法定相続情報一覧図とは
法定相続情報一覧図とは、亡くなった方と相続人の関係を一覧にまとめた図のことです。
法務局に戸籍一式と法定相続情報一覧図を提出し、内容を確認してもらうことで、認証文付きの「法定相続情報一覧図の写し」を取得できます。
この写しは、預貯金の相続手続き、不動産の相続登記、相続税申告などで、戸籍一式の代わりとして利用できる場合があります。
相続手続きでは、金融機関や法務局など複数の提出先から戸籍一式の提出を求められることがあります。法定相続情報一覧図を作成しておくと、同じ戸籍の束を何度も提出する手間を減らせる可能性があります。

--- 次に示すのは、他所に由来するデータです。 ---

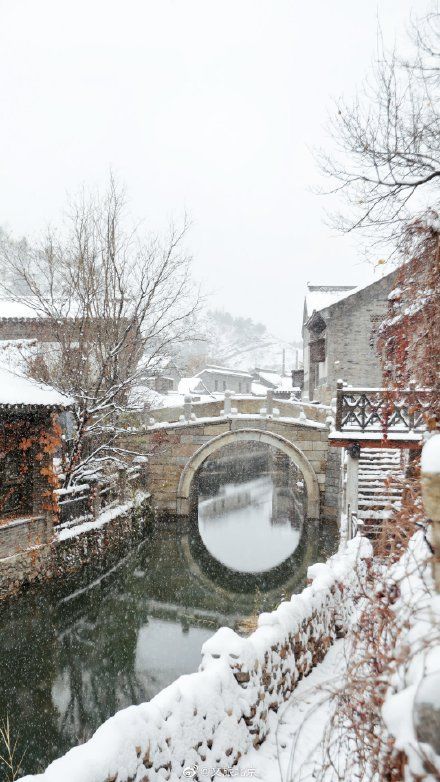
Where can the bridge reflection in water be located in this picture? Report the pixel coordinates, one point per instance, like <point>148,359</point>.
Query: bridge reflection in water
<point>72,655</point>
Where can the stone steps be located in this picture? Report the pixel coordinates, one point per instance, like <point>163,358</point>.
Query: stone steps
<point>379,494</point>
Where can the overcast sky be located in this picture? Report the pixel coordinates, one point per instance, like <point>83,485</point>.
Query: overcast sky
<point>208,106</point>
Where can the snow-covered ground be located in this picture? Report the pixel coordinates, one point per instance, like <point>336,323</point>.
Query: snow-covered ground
<point>293,749</point>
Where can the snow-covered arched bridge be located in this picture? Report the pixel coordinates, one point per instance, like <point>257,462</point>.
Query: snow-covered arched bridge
<point>177,448</point>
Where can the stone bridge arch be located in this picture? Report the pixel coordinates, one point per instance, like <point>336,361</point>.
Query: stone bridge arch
<point>269,438</point>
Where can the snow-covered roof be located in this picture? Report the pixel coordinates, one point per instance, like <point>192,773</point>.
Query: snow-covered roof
<point>258,389</point>
<point>190,385</point>
<point>215,370</point>
<point>18,391</point>
<point>318,297</point>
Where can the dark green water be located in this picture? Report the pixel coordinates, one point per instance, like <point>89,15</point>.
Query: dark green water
<point>72,655</point>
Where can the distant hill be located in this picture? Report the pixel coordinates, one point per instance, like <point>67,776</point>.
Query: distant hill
<point>237,342</point>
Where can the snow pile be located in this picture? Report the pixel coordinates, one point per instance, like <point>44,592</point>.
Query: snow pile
<point>19,390</point>
<point>211,718</point>
<point>411,711</point>
<point>431,455</point>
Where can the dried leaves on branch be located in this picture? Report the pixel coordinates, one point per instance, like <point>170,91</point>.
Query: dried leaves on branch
<point>115,300</point>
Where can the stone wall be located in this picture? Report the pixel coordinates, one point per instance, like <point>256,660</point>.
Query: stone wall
<point>251,404</point>
<point>171,448</point>
<point>210,719</point>
<point>350,340</point>
<point>41,556</point>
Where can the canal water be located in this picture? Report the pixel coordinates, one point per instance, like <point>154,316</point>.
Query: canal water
<point>72,654</point>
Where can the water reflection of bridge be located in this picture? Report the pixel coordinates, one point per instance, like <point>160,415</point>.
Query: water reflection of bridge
<point>115,643</point>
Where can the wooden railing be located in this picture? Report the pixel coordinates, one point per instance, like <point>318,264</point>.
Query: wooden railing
<point>381,409</point>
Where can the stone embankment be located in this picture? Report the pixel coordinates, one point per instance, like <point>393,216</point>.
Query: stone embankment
<point>209,719</point>
<point>34,551</point>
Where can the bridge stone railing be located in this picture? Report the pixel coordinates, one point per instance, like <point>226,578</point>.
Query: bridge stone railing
<point>208,720</point>
<point>251,405</point>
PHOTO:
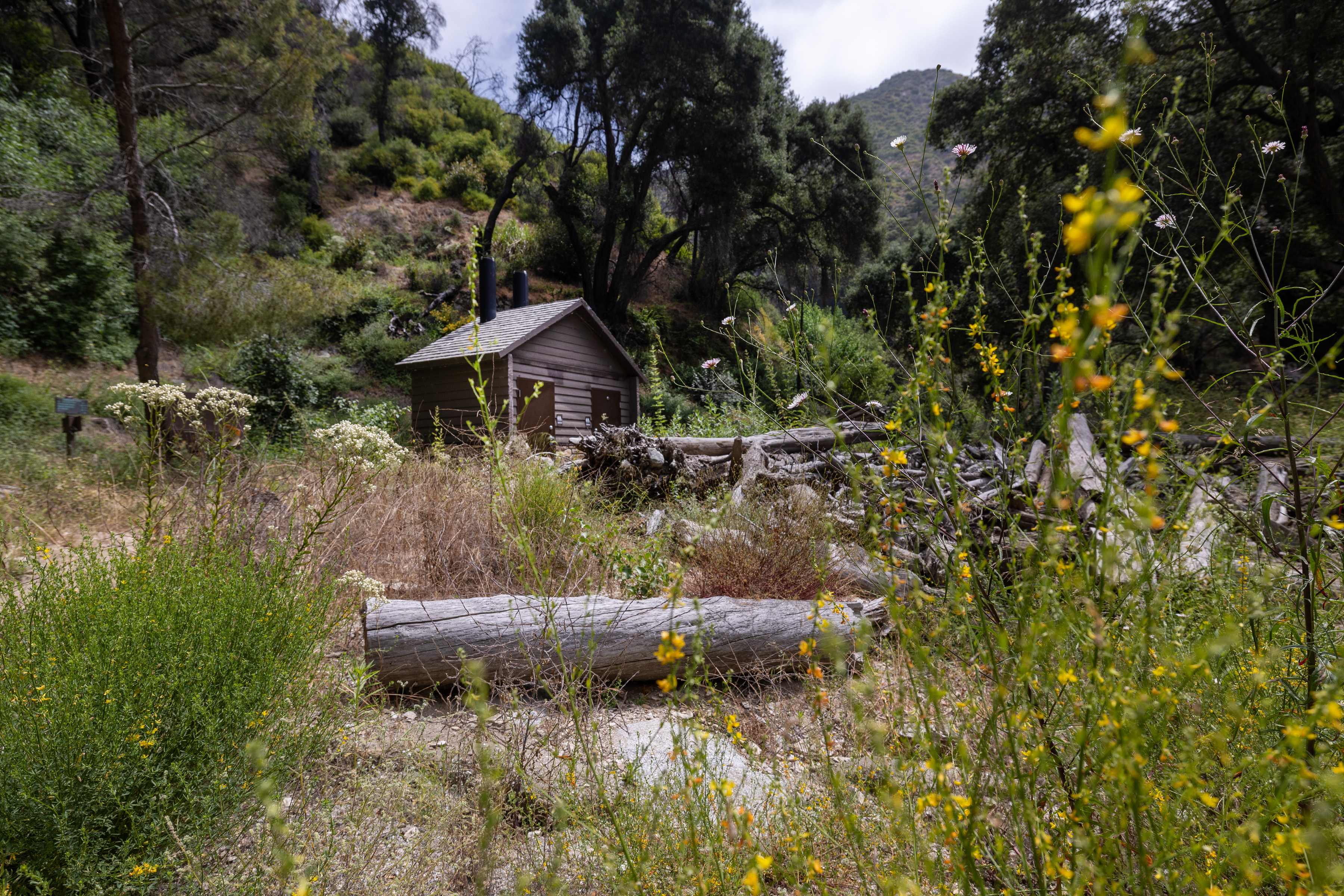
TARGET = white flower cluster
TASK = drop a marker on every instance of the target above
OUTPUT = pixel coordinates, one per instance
(154, 395)
(376, 590)
(166, 398)
(363, 447)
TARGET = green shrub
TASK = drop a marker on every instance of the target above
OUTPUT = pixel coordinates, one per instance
(333, 378)
(131, 680)
(351, 254)
(427, 191)
(316, 231)
(234, 299)
(380, 352)
(268, 368)
(514, 245)
(429, 277)
(65, 293)
(385, 163)
(349, 127)
(476, 200)
(24, 408)
(371, 305)
(461, 177)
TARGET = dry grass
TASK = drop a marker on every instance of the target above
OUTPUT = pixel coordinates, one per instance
(766, 551)
(440, 528)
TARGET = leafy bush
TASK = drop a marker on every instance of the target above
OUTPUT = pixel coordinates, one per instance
(316, 231)
(268, 368)
(385, 163)
(429, 277)
(331, 378)
(353, 254)
(514, 245)
(370, 307)
(380, 352)
(427, 191)
(291, 200)
(476, 200)
(131, 679)
(350, 127)
(64, 293)
(232, 299)
(24, 408)
(461, 177)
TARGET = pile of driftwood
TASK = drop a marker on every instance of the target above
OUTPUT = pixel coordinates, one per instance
(623, 454)
(1007, 494)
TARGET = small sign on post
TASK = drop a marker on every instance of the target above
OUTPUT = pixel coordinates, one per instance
(74, 409)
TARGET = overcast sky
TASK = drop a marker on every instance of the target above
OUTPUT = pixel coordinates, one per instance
(833, 47)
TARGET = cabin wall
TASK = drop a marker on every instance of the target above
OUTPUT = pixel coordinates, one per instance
(448, 389)
(568, 354)
(577, 361)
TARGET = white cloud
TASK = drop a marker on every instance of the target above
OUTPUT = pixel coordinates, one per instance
(842, 47)
(833, 47)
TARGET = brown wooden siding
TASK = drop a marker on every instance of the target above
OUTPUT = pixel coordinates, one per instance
(568, 354)
(448, 390)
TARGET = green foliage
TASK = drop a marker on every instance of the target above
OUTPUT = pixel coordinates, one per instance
(371, 305)
(131, 679)
(316, 231)
(514, 245)
(428, 191)
(476, 200)
(65, 285)
(22, 406)
(385, 163)
(331, 378)
(269, 368)
(351, 254)
(461, 177)
(389, 417)
(349, 127)
(291, 200)
(380, 352)
(228, 299)
(66, 292)
(759, 179)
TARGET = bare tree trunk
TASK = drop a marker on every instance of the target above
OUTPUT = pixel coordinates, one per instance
(128, 143)
(315, 162)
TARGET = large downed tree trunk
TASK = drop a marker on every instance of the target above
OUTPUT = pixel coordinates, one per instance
(523, 637)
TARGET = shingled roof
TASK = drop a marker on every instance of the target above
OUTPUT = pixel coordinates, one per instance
(508, 331)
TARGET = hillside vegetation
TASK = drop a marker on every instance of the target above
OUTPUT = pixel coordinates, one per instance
(1058, 523)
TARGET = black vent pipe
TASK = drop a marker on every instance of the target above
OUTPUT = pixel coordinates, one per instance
(521, 289)
(487, 293)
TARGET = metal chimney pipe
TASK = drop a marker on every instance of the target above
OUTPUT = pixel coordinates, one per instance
(487, 292)
(521, 289)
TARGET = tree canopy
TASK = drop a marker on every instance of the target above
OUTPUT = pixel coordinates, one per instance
(675, 127)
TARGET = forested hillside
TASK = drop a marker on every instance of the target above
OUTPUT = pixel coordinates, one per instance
(900, 105)
(981, 530)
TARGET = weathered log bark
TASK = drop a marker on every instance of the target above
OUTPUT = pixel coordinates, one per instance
(810, 438)
(755, 463)
(526, 637)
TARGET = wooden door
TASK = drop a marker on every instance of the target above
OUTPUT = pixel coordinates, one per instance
(607, 406)
(537, 416)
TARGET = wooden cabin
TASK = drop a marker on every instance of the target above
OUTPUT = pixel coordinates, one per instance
(587, 377)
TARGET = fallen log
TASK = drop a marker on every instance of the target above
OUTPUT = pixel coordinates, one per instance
(526, 637)
(808, 438)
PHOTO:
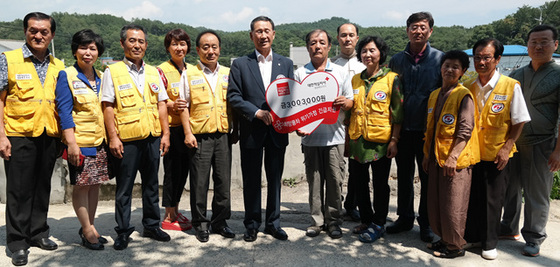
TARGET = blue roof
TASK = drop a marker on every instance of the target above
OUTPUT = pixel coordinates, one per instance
(512, 50)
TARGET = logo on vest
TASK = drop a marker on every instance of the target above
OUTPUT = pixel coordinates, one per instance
(78, 84)
(448, 119)
(500, 97)
(380, 95)
(26, 76)
(125, 86)
(197, 81)
(497, 107)
(154, 87)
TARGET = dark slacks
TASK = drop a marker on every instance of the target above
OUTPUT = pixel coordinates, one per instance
(488, 189)
(213, 152)
(176, 167)
(28, 189)
(359, 173)
(410, 148)
(143, 156)
(251, 168)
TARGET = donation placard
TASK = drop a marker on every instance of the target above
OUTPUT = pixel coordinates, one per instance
(304, 105)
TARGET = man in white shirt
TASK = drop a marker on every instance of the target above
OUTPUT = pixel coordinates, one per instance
(347, 36)
(324, 148)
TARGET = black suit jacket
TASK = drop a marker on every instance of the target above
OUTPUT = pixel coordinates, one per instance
(246, 94)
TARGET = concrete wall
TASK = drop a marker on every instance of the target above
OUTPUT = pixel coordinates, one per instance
(60, 188)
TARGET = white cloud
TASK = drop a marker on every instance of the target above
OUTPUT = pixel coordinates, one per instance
(144, 10)
(241, 16)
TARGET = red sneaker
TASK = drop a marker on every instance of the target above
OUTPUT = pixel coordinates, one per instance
(174, 226)
(184, 222)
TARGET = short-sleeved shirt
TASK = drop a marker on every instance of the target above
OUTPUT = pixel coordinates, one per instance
(328, 134)
(138, 76)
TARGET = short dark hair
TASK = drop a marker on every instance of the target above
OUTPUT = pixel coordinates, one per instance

この記事では、法定相続情報一覧図の作り方、必要書類、申出先、利用できる場面、注意点についてわかりやすく解説します。
法定相続情報一覧図を作るメリット
法定相続情報一覧図を作る主なメリットは、相続手続きで戸籍一式を何度も提出する負担を減らせることです。
相続では、亡くなった方の出生から死亡までの戸籍、相続人の戸籍など、多くの戸籍を集める必要があります。
複数の銀行口座、不動産、証券口座などがある場合、それぞれの窓口で戸籍一式を提出することになり、手続きが煩雑になります。
法定相続情報一覧図の写しを取得しておけば、提出先によっては戸籍一式の代わりとして利用できます。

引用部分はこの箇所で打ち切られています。